E como comê-las? Em qualquer caso, verificando primeiro se estão bem vivas, com a concha fechada e retraindo os cílios salientes quando tocados. Compradas o mais tarde possível antes de as comer e guardadas no frigorífico. Vá lá, não sejamos tão exigentes, podem aguentar até 5 ou 6 dias no frigorífico, na gaveta dos legumes, de preferência embrulhadas num pano. Tradicionalmente, nunca nos “meses com r”, o que hoje já não faz sentido, com a técnica da ostricultura.
Variantes de cozinha de ostras são mais que muitas, desde uma bem antiga receita de pato com ostras e molho de trufas (no século XVII…). Escoffier regista 15 receitas e até há 16 no Livro de Pantagruel. Receitas modernas conheço de bifes com ostras, de vários tipos de espetadas, escalfadas, gratinadas nas suas conchas com molhos diversos, até fritas embrulhadas em polme, muitas mais. Às vezes faço-as com alguma elaboração, outras vezes faço-as simplesmente assadas (no forno ou na chapa, como calha), sem a valva superior, e molhadas em manteiga derretida com limão, um toque muito suave de alho, pimenta e uma erva a gosto, mais alguma fantasia de momento, como uma ponta de gengibre, ou uma gota só de leite de coco ou uma quase invisível pitada de açaflor.

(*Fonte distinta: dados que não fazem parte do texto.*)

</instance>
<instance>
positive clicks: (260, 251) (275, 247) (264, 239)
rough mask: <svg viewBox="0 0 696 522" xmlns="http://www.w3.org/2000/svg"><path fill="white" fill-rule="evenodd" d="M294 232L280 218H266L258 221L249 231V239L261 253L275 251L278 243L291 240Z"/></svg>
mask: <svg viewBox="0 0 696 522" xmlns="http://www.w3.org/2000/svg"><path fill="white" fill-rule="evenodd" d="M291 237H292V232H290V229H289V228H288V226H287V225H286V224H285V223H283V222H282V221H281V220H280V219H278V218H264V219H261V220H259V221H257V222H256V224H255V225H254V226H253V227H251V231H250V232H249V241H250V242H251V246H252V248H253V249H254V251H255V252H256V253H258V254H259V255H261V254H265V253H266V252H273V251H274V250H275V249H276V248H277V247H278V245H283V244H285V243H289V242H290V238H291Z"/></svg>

Mas nada chega a pegar numa ostra com a mão esquerda segurando-a bem na horizontal para que nada se perca, retirar a valva superior, com “alavancagem” de ponta de faca, descolar a ostra da valva inferior, levar à boca de uma só vez o bicho e toda a água que ficou guardada na valva inferior. Sem sal, sem pimenta, sem limão, sem nada! Puro sabor natural.